For those of you who follow my blog, get ready for a little uptick in activity. I found these questions at a Tumblr account that no longer exists. A lovely person named Rhee started the thing. These are great prompts for telling stories about one’s journey through the world of Tarot, so I will start the series again on a weekly basis so you all can get to know me better, and also share your own answers to the questions in comments or links to your own posts.
Question 1: What introduced you to/got you involved in Tarot?
Now, that’s a real good question for me. Unlike some, I didn’t grow up around fortune-telling or any other “occult” arts. My Catholic mother would definitely have disapproved! I still remember reading in the commentary at the beginning of my grandmother’s family Bible that all occult activities were to be avoided as coming from an evil place.
Leave it to adolescence to break through those religious barriers, thank goodness. As a teen in the early 1970s, I got caught up in the hippie-generated revival of all things anti-establishment, including explorations into New Age spirituality, astrology, and numerology. I remember enjoying the “systems” of these esoteric studies, although I found astrology (serious calculations) a bit daunting (one had to do them by hand in those days). So, I dabbled in both, right up through college, then went out into the world to work, marry, raise children, etc. I think I’d heard of the Tarot when I was younger, but I never pursued it.

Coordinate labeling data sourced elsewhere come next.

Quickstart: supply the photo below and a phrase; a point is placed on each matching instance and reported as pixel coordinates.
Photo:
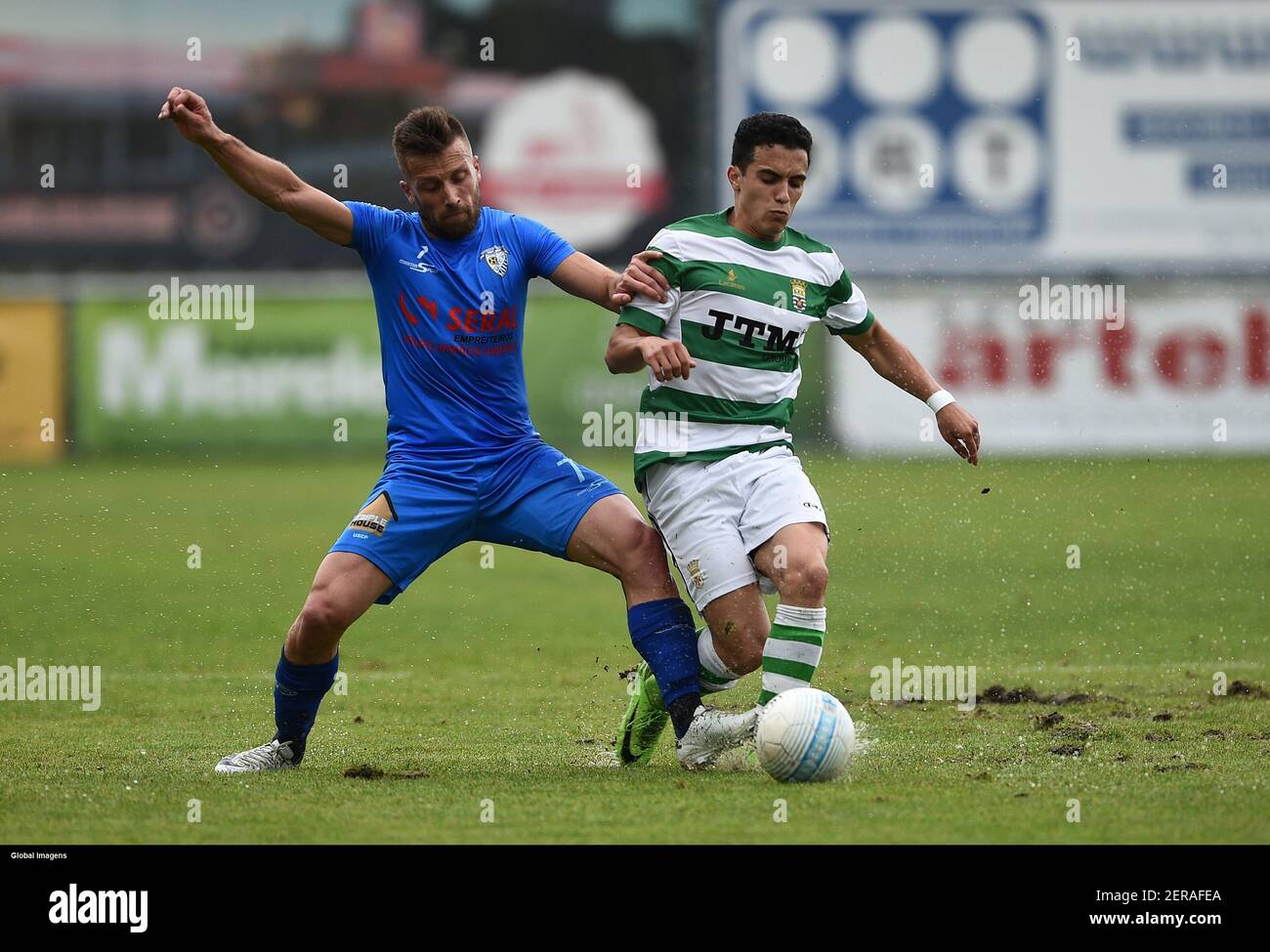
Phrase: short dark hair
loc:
(769, 130)
(426, 131)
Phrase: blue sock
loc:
(663, 635)
(297, 689)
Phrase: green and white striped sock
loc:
(792, 650)
(712, 674)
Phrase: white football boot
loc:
(267, 757)
(711, 732)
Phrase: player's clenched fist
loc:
(960, 431)
(668, 358)
(190, 110)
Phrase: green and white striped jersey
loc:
(741, 308)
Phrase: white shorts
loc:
(712, 516)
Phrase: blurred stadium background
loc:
(963, 152)
(970, 160)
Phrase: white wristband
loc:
(939, 400)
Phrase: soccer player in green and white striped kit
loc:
(714, 457)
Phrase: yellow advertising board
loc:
(32, 381)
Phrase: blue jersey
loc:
(451, 316)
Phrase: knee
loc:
(803, 580)
(640, 557)
(318, 627)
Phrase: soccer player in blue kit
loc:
(464, 461)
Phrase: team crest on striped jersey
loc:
(697, 578)
(799, 293)
(495, 258)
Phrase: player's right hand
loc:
(190, 110)
(667, 358)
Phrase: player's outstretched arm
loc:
(587, 278)
(261, 177)
(633, 350)
(897, 363)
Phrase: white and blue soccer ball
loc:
(805, 735)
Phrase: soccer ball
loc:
(805, 734)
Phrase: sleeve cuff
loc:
(855, 329)
(640, 318)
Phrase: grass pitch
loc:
(486, 699)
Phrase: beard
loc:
(453, 227)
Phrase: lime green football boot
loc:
(644, 720)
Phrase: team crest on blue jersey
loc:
(799, 288)
(495, 258)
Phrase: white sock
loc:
(792, 650)
(712, 674)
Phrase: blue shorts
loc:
(531, 496)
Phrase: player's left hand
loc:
(960, 431)
(640, 278)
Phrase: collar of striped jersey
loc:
(724, 220)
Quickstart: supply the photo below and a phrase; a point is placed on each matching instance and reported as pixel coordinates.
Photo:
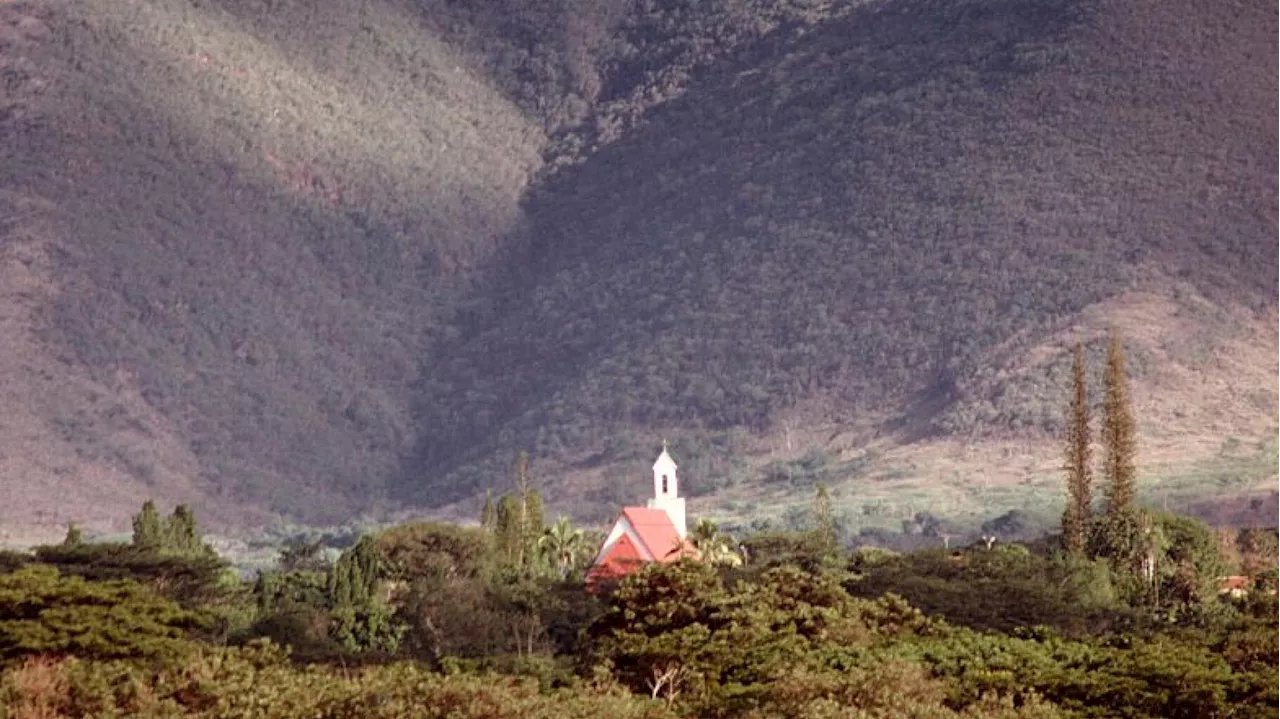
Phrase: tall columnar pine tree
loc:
(182, 536)
(517, 518)
(74, 536)
(488, 513)
(1079, 461)
(149, 531)
(1119, 433)
(824, 521)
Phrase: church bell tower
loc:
(666, 491)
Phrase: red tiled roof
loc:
(656, 531)
(1235, 582)
(622, 559)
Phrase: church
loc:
(641, 535)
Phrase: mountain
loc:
(319, 259)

I was re-introduced to the occult arts during a renewal of my New Age spirituality in my early forties, in 1999. As I began to make some connections with my own inner voice, I also reconnected with my love for graphic novels, mythology, and archetypal imagery, and in the New Age portion of the bookstore, I discovered these beautiful cards. I began with Robin Wood’s Tarot, which “lightened” up some of the old-world Christian imagery of the original Tarot and appealed to my sensibilities at the time. But after spending some time with that deck and Anthony Louis’s book, Tarot Plain and Simple, I got distracted by my own spiritual journeys hills and valleys, and remained content with absorbing information from favorite authors, and not thinking about actually doing anything myself.

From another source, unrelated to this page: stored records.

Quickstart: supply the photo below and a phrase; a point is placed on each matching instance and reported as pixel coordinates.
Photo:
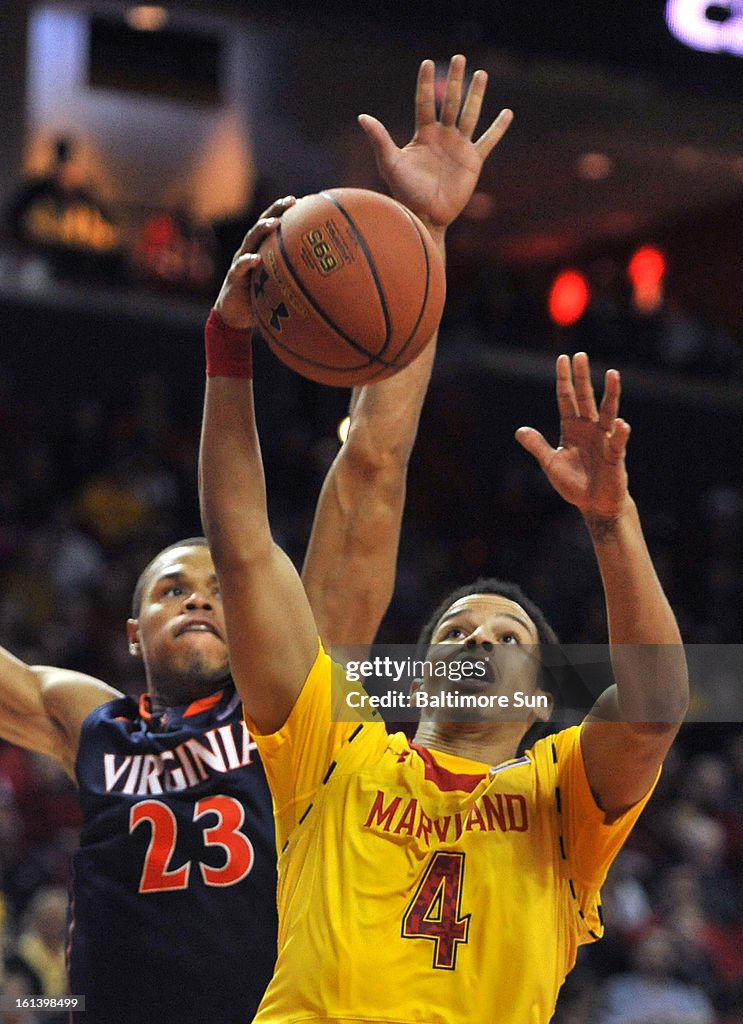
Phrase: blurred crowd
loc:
(91, 493)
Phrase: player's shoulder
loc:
(557, 745)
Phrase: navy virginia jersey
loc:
(173, 919)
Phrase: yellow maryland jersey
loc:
(416, 886)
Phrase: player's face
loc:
(180, 632)
(490, 648)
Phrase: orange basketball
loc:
(351, 287)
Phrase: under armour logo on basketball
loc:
(277, 313)
(261, 283)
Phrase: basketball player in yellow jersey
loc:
(449, 880)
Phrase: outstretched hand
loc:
(587, 467)
(437, 172)
(233, 301)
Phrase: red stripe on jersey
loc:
(204, 704)
(446, 780)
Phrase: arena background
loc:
(623, 138)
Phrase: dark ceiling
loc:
(619, 128)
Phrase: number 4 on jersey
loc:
(435, 909)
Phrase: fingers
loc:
(616, 441)
(426, 94)
(567, 406)
(584, 397)
(610, 401)
(576, 398)
(267, 222)
(242, 265)
(492, 135)
(473, 103)
(452, 91)
(535, 444)
(378, 135)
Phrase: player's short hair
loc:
(488, 585)
(189, 542)
(544, 632)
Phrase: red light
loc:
(647, 267)
(568, 297)
(646, 270)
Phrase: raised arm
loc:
(350, 565)
(43, 709)
(271, 632)
(632, 724)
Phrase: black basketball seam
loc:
(424, 302)
(370, 356)
(305, 358)
(369, 264)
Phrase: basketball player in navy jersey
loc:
(173, 908)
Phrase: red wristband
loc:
(229, 350)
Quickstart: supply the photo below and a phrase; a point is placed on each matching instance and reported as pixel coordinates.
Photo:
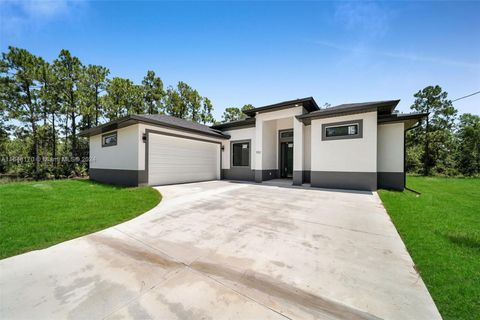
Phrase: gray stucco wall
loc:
(130, 178)
(344, 180)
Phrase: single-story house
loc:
(350, 146)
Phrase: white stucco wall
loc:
(285, 123)
(122, 156)
(269, 145)
(347, 155)
(390, 147)
(307, 146)
(141, 130)
(235, 135)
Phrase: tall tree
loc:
(234, 113)
(191, 102)
(20, 92)
(50, 104)
(69, 71)
(468, 152)
(438, 125)
(153, 93)
(135, 99)
(93, 84)
(206, 113)
(123, 98)
(115, 100)
(174, 104)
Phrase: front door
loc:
(286, 160)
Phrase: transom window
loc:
(338, 131)
(109, 139)
(352, 129)
(241, 154)
(286, 134)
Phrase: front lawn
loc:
(36, 215)
(441, 229)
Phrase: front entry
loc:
(286, 160)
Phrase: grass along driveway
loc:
(441, 229)
(36, 215)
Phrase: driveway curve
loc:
(226, 250)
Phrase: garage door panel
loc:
(179, 160)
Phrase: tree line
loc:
(445, 143)
(44, 105)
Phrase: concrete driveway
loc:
(224, 250)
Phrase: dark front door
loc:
(286, 160)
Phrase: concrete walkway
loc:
(224, 250)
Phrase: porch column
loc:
(258, 150)
(298, 152)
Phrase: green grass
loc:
(36, 215)
(441, 229)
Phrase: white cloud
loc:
(398, 55)
(17, 15)
(365, 19)
(36, 8)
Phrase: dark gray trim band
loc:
(149, 131)
(130, 178)
(306, 176)
(249, 141)
(391, 180)
(239, 173)
(344, 180)
(269, 174)
(301, 177)
(343, 123)
(297, 177)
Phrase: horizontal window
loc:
(109, 139)
(286, 134)
(347, 130)
(342, 130)
(241, 154)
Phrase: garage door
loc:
(178, 160)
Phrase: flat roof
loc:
(155, 119)
(383, 107)
(308, 103)
(248, 122)
(410, 118)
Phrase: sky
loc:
(248, 52)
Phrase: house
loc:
(350, 146)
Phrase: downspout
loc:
(405, 156)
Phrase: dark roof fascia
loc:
(238, 124)
(109, 126)
(308, 103)
(402, 117)
(344, 111)
(134, 119)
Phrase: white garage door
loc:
(178, 160)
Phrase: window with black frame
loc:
(241, 154)
(109, 139)
(345, 130)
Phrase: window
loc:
(352, 129)
(109, 139)
(241, 154)
(347, 130)
(286, 134)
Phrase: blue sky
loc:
(265, 52)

Back to mundane life for another twelve years, and then social media intervened, quite literally. I’d gotten on Twitter in 2010, I think, and in the process I found Sara Donaldson, fellow editor and book indexer living in the northernmost reaches of mainland Scotland. Being an Anglophile, I was further intrigued, particularly by her regular and very witty posts on Twitter. As a result of some 140-character interactions, it came up that she was also a Tarot card reader. Hmmm. Where did those cards get to? So, it’s all Sara’s fault, actually. She introduced me to the Tarot Association of the British Isles (TABI), sucking me in with her wit, primarily. 😉
I found myself in a community of Tarot-holics, amateur and professional readers, teachers, learners, and a very active forum filled with all sorts of information for the student. I decided that this “stuff” was really where I wanted to express myself and be of service to others, so I joined up and have since taken their Tarot course as well as becoming a co-chair of the organization for two years, working up the monthly newsletter, and acting as webmaster.
I have since become so involved in very satisfying volunteer work that I haven’t promoted myself very visibly as a professional reader and deck creator, but that is now changing. I do have a prototype of my first deck, The Divine Physics Tarot, and am tweaking it while I work on the companion book. Please do let me know what you think of the images I’ve chosen; all feedback welcomed.